While the general outline of the professional development was written into the grant, once it was funded the technology coordinator needed to determine how to provide effective professional learning experiences for over two hundred teachers in all three schools. Using a framework of learner-centered professional development (National Partnership for Excellence and Accountability in Teaching, 2000; Polly & Hannafin, in press), the professional development was targeted to:

  • Address problematic areas regarding student learning outcomes

  • Provide explicit connections between technology use and concepts that teachers taught

  • Give teachers choices about where teachers would focus their attention

  • Facilitate collaboration among grade levels and subject areas

  • Include follow-up support during the school year based on teachers’ needs and

  • Administrators’ analysis of technology use

These goals were carried out in a few different ways that will be discussed later in this chapter.

Building Teacher-Leader Capacity

As a result of the need to build teacher-leader capacity and serve a large number of teachers, a team of teacher-leaders–called the Vanguard team–was formed. The Vanguard team consisted of early adopters and technology-using teachers in the district who were already using internet-based activities, interactive whiteboards, or teachers who had expressed a passionate interest for integrating technology into their instruction. These Vanguard team members participated in one week of professional development that was designed to mirror the same type of experience that they would co-facilitate with their colleagues during the remainder of the summer.

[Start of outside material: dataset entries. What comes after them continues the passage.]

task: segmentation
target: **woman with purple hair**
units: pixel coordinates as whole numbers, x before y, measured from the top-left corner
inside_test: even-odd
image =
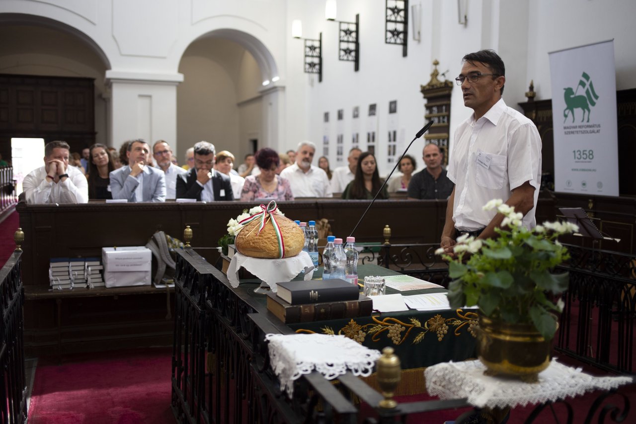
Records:
[[[254,159],[261,173],[245,178],[240,194],[241,201],[294,200],[289,181],[276,174],[276,169],[280,162],[276,151],[267,147],[262,148],[256,152]]]

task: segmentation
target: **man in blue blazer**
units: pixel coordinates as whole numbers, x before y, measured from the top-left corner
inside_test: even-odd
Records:
[[[177,176],[177,199],[206,202],[234,200],[230,177],[214,170],[214,145],[199,141],[194,148],[195,167],[185,175]]]
[[[128,166],[110,174],[113,199],[128,202],[165,202],[165,176],[161,169],[148,165],[150,147],[142,139],[133,140],[126,152]]]

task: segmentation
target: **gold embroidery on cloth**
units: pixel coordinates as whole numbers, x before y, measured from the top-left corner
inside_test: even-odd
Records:
[[[466,328],[466,330],[473,337],[476,337],[475,329],[478,326],[478,315],[474,312],[464,313],[462,309],[457,309],[455,313],[457,318],[445,318],[441,315],[438,314],[432,318],[429,318],[422,325],[419,320],[415,318],[409,318],[408,323],[403,322],[394,318],[387,317],[382,320],[378,319],[378,316],[371,316],[371,319],[373,320],[373,323],[364,324],[361,325],[353,319],[349,321],[346,325],[338,330],[338,334],[344,335],[345,337],[355,340],[358,343],[362,344],[365,337],[368,335],[371,335],[371,341],[375,343],[379,342],[383,334],[393,343],[394,344],[401,344],[408,338],[409,334],[415,334],[415,337],[411,343],[417,344],[424,339],[427,333],[431,332],[435,334],[438,341],[443,340],[444,337],[448,334],[448,329],[450,327],[455,328],[453,334],[455,336],[461,335],[461,330]],[[336,334],[335,331],[330,327],[325,326],[321,329],[323,334]],[[299,329],[296,330],[296,333],[315,333],[311,330]]]

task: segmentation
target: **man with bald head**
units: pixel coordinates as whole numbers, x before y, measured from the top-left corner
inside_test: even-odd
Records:
[[[331,191],[334,193],[342,193],[349,183],[356,177],[356,167],[357,166],[357,160],[360,157],[362,150],[354,147],[349,150],[349,155],[347,158],[349,164],[339,166],[333,170],[331,175]]]
[[[441,166],[444,155],[439,148],[432,143],[426,145],[422,152],[422,159],[426,167],[411,178],[408,183],[408,199],[448,199],[455,185]]]
[[[311,141],[301,141],[296,151],[296,163],[280,172],[289,181],[294,197],[333,197],[326,173],[312,165],[316,146]]]

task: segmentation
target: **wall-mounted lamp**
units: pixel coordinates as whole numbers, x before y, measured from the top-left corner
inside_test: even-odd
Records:
[[[327,0],[324,6],[324,17],[327,20],[336,20],[336,0]],[[340,25],[338,36],[338,59],[354,62],[354,69],[360,69],[360,41],[358,34],[360,29],[360,15],[356,15],[355,22],[337,21]]]
[[[468,25],[468,0],[457,0],[457,18],[460,25]]]
[[[294,38],[302,39],[305,41],[305,73],[318,74],[318,82],[322,82],[322,33],[319,34],[318,39],[302,38],[302,22],[300,19],[294,19],[291,22],[291,35]],[[272,78],[272,80],[275,82],[278,79],[275,81]]]
[[[385,43],[402,46],[402,57],[406,56],[408,41],[408,0],[387,0]]]

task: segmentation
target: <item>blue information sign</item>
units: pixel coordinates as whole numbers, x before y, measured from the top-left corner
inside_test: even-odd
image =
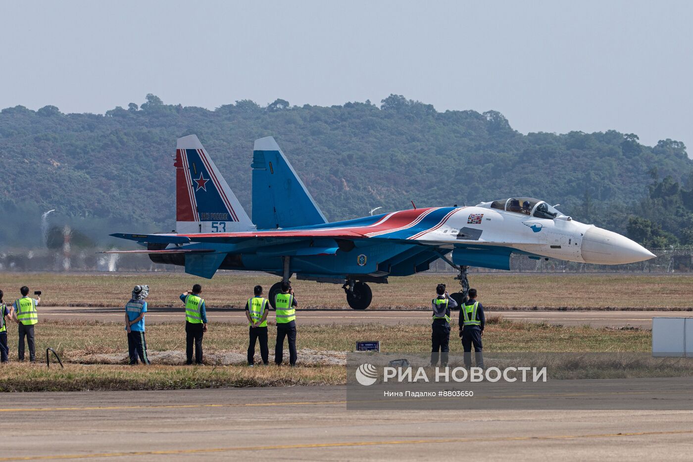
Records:
[[[378,351],[380,350],[380,341],[369,342],[356,342],[356,351]]]

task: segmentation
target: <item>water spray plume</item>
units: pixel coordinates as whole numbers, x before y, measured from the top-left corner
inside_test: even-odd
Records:
[[[44,244],[48,246],[48,214],[51,212],[55,212],[55,209],[44,212],[41,215],[41,234],[43,236]]]

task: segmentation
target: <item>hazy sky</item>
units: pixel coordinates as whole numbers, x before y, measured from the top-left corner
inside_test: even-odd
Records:
[[[0,108],[391,93],[693,153],[693,2],[0,0]]]

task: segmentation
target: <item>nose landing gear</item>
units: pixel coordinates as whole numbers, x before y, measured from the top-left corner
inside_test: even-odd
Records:
[[[365,282],[356,282],[353,279],[347,280],[342,286],[346,293],[346,302],[352,309],[365,309],[371,305],[373,292]]]

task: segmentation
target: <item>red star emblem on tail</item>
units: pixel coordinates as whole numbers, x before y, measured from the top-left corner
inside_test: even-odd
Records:
[[[204,179],[202,176],[202,172],[200,172],[200,178],[198,179],[195,180],[195,178],[193,178],[193,180],[194,180],[195,182],[198,184],[198,188],[195,190],[195,192],[200,191],[200,189],[204,189],[204,191],[207,190],[207,188],[204,186],[204,185],[209,181],[209,178]]]

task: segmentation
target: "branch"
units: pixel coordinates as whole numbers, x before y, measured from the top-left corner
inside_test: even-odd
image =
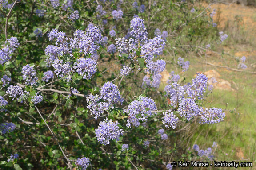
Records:
[[[206,64],[207,64],[208,65],[210,65],[210,66],[214,66],[218,67],[225,68],[228,69],[228,70],[232,70],[236,71],[239,71],[240,72],[246,72],[246,73],[251,73],[252,74],[256,74],[256,72],[253,72],[252,71],[244,71],[244,70],[239,70],[239,69],[233,69],[232,68],[228,67],[227,67],[226,66],[215,65],[213,64],[212,64],[212,63],[210,63],[208,62],[206,62]]]
[[[131,163],[132,164],[132,165],[133,166],[134,166],[134,167],[135,168],[135,169],[136,169],[137,170],[139,170],[138,169],[138,168],[137,168],[137,167],[136,167],[136,166],[133,164],[133,163],[132,163],[132,161],[131,161],[131,159],[130,159],[130,158],[129,158],[129,157],[127,157],[127,158],[128,158],[128,160],[129,160],[129,161],[130,161],[130,162],[131,162]]]
[[[16,0],[17,1],[17,0]],[[69,161],[68,161],[68,158],[67,157],[67,156],[66,156],[66,155],[65,155],[65,153],[64,153],[64,151],[63,151],[63,150],[62,150],[62,148],[61,148],[61,147],[60,146],[60,143],[59,143],[59,142],[58,142],[58,140],[57,140],[57,138],[56,138],[56,137],[55,137],[55,135],[54,135],[54,134],[53,133],[53,132],[52,132],[52,130],[51,130],[51,128],[50,128],[50,127],[49,127],[49,126],[48,126],[48,124],[47,124],[47,123],[46,123],[46,122],[45,121],[45,120],[44,120],[44,118],[43,117],[43,116],[42,116],[42,115],[41,114],[41,113],[40,113],[40,112],[39,111],[39,110],[38,110],[38,109],[37,108],[37,107],[36,106],[35,106],[36,107],[36,110],[37,111],[37,112],[38,112],[38,113],[39,113],[39,115],[40,115],[40,116],[41,116],[41,117],[42,118],[42,119],[43,119],[43,120],[44,120],[44,123],[45,123],[45,124],[46,124],[46,126],[47,126],[47,127],[48,128],[48,129],[49,129],[49,130],[50,130],[50,131],[51,131],[51,133],[52,133],[52,135],[53,135],[53,137],[54,137],[54,139],[55,139],[55,140],[56,140],[56,142],[57,142],[57,143],[58,143],[58,145],[59,145],[59,147],[60,147],[60,150],[61,150],[61,151],[62,152],[62,154],[64,156],[64,157],[65,157],[65,158],[66,158],[66,159],[67,160],[67,161],[68,162],[68,167],[69,168],[69,169],[70,169],[70,170],[72,170],[72,168],[71,167],[71,166],[70,166],[70,165],[69,164]]]
[[[8,23],[8,19],[9,19],[9,17],[10,16],[10,15],[11,15],[11,12],[12,10],[12,9],[13,9],[13,7],[14,7],[14,5],[15,5],[15,4],[17,3],[17,1],[18,1],[18,0],[15,0],[15,2],[14,2],[14,3],[13,3],[13,4],[12,6],[12,8],[11,8],[11,9],[10,9],[10,11],[9,12],[9,13],[8,13],[8,15],[7,15],[7,16],[6,17],[6,22],[5,22],[5,40],[6,41],[7,41],[7,24]]]

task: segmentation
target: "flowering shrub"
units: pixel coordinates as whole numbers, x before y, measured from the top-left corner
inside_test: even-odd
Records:
[[[192,27],[195,39],[217,31],[188,22],[212,22],[215,11],[193,19],[208,9],[190,7],[167,0],[0,0],[0,166],[172,169],[169,157],[180,159],[184,147],[177,145],[175,131],[225,116],[221,108],[204,107],[205,75],[185,83],[170,70],[164,90],[158,91],[170,62],[180,71],[189,69],[189,59],[165,56],[165,48],[179,45],[180,35],[172,37],[172,30],[190,35]],[[162,17],[174,20],[151,24]],[[216,43],[228,38],[216,35]],[[245,58],[238,61],[246,68]],[[214,158],[209,149],[194,150],[200,158]]]

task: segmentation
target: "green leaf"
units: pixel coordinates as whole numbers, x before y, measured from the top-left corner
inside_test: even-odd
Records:
[[[73,100],[72,100],[71,99],[68,99],[66,102],[66,104],[65,105],[66,105],[66,107],[67,107],[67,108],[70,108],[70,107],[72,104],[73,104]]]
[[[36,66],[35,65],[35,63],[30,63],[29,64],[29,66],[32,66],[32,67],[34,67],[35,66]]]
[[[130,100],[130,102],[132,102],[132,99],[131,98],[131,97],[129,97],[129,96],[127,96],[127,97],[128,97],[128,99],[129,99],[129,100]]]
[[[53,95],[52,95],[52,97],[55,99],[58,99],[58,93],[57,92],[54,92]]]
[[[59,158],[60,157],[60,155],[59,154],[55,154],[55,155],[54,155],[54,157],[53,157],[53,158]]]
[[[22,168],[20,166],[19,164],[14,164],[14,169],[16,170],[22,170]]]
[[[93,90],[94,90],[94,91],[100,91],[100,88],[98,88],[98,87],[95,87],[95,88],[94,88],[94,89],[93,89]]]
[[[136,51],[136,54],[139,57],[140,56],[140,52],[139,51]]]
[[[118,151],[117,152],[116,152],[116,156],[118,156],[121,155],[121,151]]]
[[[0,165],[5,165],[7,163],[6,161],[1,161],[0,162]]]
[[[144,59],[142,58],[138,58],[138,62],[141,69],[144,68],[145,64],[144,63]]]
[[[46,66],[46,63],[44,62],[44,60],[42,60],[42,61],[39,63],[39,66],[40,67],[45,67]]]
[[[48,154],[49,154],[49,155],[51,158],[52,158],[53,157],[53,153],[52,153],[52,151],[49,151],[49,152],[48,152]]]
[[[79,124],[79,120],[76,117],[75,118],[75,122],[77,124]]]
[[[141,94],[141,95],[140,95],[140,96],[139,96],[138,97],[137,97],[136,98],[136,100],[140,100],[140,98],[142,97],[146,97],[146,95],[145,94]]]
[[[11,72],[9,71],[9,70],[4,71],[4,73],[5,73],[5,74],[9,77],[12,76],[12,74],[11,73]]]
[[[111,115],[108,115],[108,117],[109,119],[110,119],[112,120],[115,120],[115,119],[114,119],[114,117],[113,117],[112,116],[111,116]]]
[[[116,170],[118,170],[119,169],[119,166],[118,165],[116,165]]]
[[[80,56],[79,53],[78,53],[77,52],[74,52],[74,53],[73,53],[73,54],[74,55],[74,57],[76,58],[77,58],[78,57]]]
[[[32,91],[29,93],[29,97],[32,97],[32,96],[36,96],[36,92],[34,91]]]

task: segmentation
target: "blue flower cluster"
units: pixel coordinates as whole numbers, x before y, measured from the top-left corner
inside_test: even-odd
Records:
[[[131,124],[135,125],[139,120],[148,121],[147,118],[152,115],[152,111],[157,109],[154,100],[147,97],[141,97],[139,100],[133,101],[124,111],[128,115],[126,126],[131,127]]]
[[[0,64],[3,65],[10,61],[14,50],[20,45],[16,37],[12,37],[7,39],[7,41],[2,45],[0,50]]]
[[[98,128],[95,131],[98,141],[104,145],[109,144],[109,140],[119,141],[120,135],[123,135],[123,129],[119,129],[118,121],[113,121],[112,119],[106,118],[104,121],[100,123]]]
[[[100,89],[100,95],[91,94],[86,97],[88,104],[87,108],[90,109],[91,115],[94,115],[97,119],[110,108],[114,108],[114,104],[122,104],[124,99],[120,94],[117,86],[110,82],[105,83]],[[101,100],[101,101],[100,101]]]
[[[80,166],[82,168],[81,170],[85,170],[90,166],[90,160],[88,158],[78,158],[75,161],[75,164],[78,168],[78,166]]]
[[[16,128],[16,126],[13,123],[5,123],[1,124],[0,125],[0,129],[2,130],[2,134],[3,134],[12,132],[14,130],[15,128]]]

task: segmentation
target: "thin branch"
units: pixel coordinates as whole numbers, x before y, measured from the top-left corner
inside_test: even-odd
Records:
[[[78,136],[78,138],[79,138],[79,139],[80,139],[80,141],[81,141],[81,142],[82,143],[83,143],[83,145],[84,145],[84,142],[83,142],[83,140],[82,140],[82,139],[80,137],[80,136],[79,135],[79,134],[78,134],[77,131],[76,131],[76,135],[77,135],[77,136]]]
[[[131,163],[133,166],[134,166],[134,167],[135,168],[135,169],[136,169],[137,170],[139,170],[138,169],[138,168],[137,168],[137,167],[136,167],[136,166],[133,164],[133,163],[132,163],[132,161],[131,161],[131,159],[130,159],[130,158],[129,158],[129,157],[127,157],[127,158],[128,158],[128,160],[129,160],[129,161],[130,161],[130,162],[131,162]]]
[[[70,166],[70,165],[69,164],[69,161],[68,161],[68,158],[67,157],[67,156],[66,156],[66,155],[65,154],[65,153],[64,153],[64,151],[63,151],[63,150],[62,150],[62,148],[61,148],[61,147],[60,146],[60,143],[59,143],[59,142],[58,142],[58,140],[57,139],[57,138],[56,138],[56,137],[55,137],[55,135],[54,135],[54,134],[53,133],[53,132],[52,132],[52,130],[51,129],[51,128],[50,128],[50,127],[49,127],[49,126],[48,126],[48,124],[47,124],[47,123],[46,123],[46,122],[45,121],[45,120],[44,120],[44,117],[43,117],[43,116],[42,116],[42,115],[41,114],[41,113],[40,113],[40,112],[39,111],[39,110],[38,110],[38,109],[37,108],[37,107],[36,106],[35,106],[35,107],[36,107],[36,110],[37,110],[37,112],[38,112],[38,113],[39,113],[39,115],[40,115],[40,116],[41,116],[41,118],[43,119],[43,120],[44,120],[44,123],[45,124],[46,124],[46,126],[47,126],[47,127],[48,128],[48,129],[49,129],[49,130],[50,130],[50,131],[51,131],[51,133],[52,133],[52,135],[53,135],[53,137],[54,137],[54,139],[55,139],[55,140],[56,140],[56,142],[57,142],[57,143],[58,143],[58,145],[59,145],[59,147],[60,147],[60,150],[61,150],[61,152],[62,152],[62,154],[64,156],[64,157],[65,157],[65,158],[66,158],[66,159],[67,160],[67,161],[68,162],[68,167],[69,168],[69,169],[70,169],[70,170],[72,170],[72,168],[71,167],[71,166]]]
[[[9,19],[9,17],[10,16],[10,15],[11,15],[11,12],[12,12],[12,9],[13,9],[13,8],[14,7],[14,5],[15,5],[15,4],[16,4],[17,1],[18,1],[18,0],[16,0],[15,1],[15,2],[14,2],[14,3],[13,3],[13,4],[12,6],[12,8],[11,8],[11,9],[10,9],[10,11],[9,12],[8,15],[7,15],[7,16],[6,17],[6,22],[5,22],[5,30],[6,41],[7,41],[7,24],[8,23],[8,19]]]

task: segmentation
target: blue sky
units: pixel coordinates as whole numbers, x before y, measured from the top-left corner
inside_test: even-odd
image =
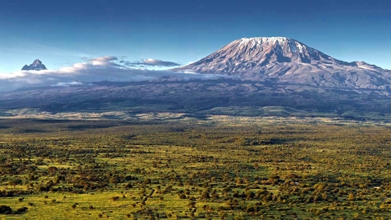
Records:
[[[0,1],[0,72],[37,58],[49,69],[103,56],[185,65],[271,36],[391,69],[391,1]]]

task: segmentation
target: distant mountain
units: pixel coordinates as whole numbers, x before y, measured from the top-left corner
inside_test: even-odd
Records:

The Vanguard week included sessions that were facilitated by district leaders, teacher-leaders and higher education partners. Vanguard members learned about higher-order thinking skills and Revised Bloom’s Taxonomy, designing effective technology-rich lessons, Web. 2.0 tools, and educational games. Further, Vanguard team members also spent a day preparing professional development sessions that they facilitated to their colleagues later that summer.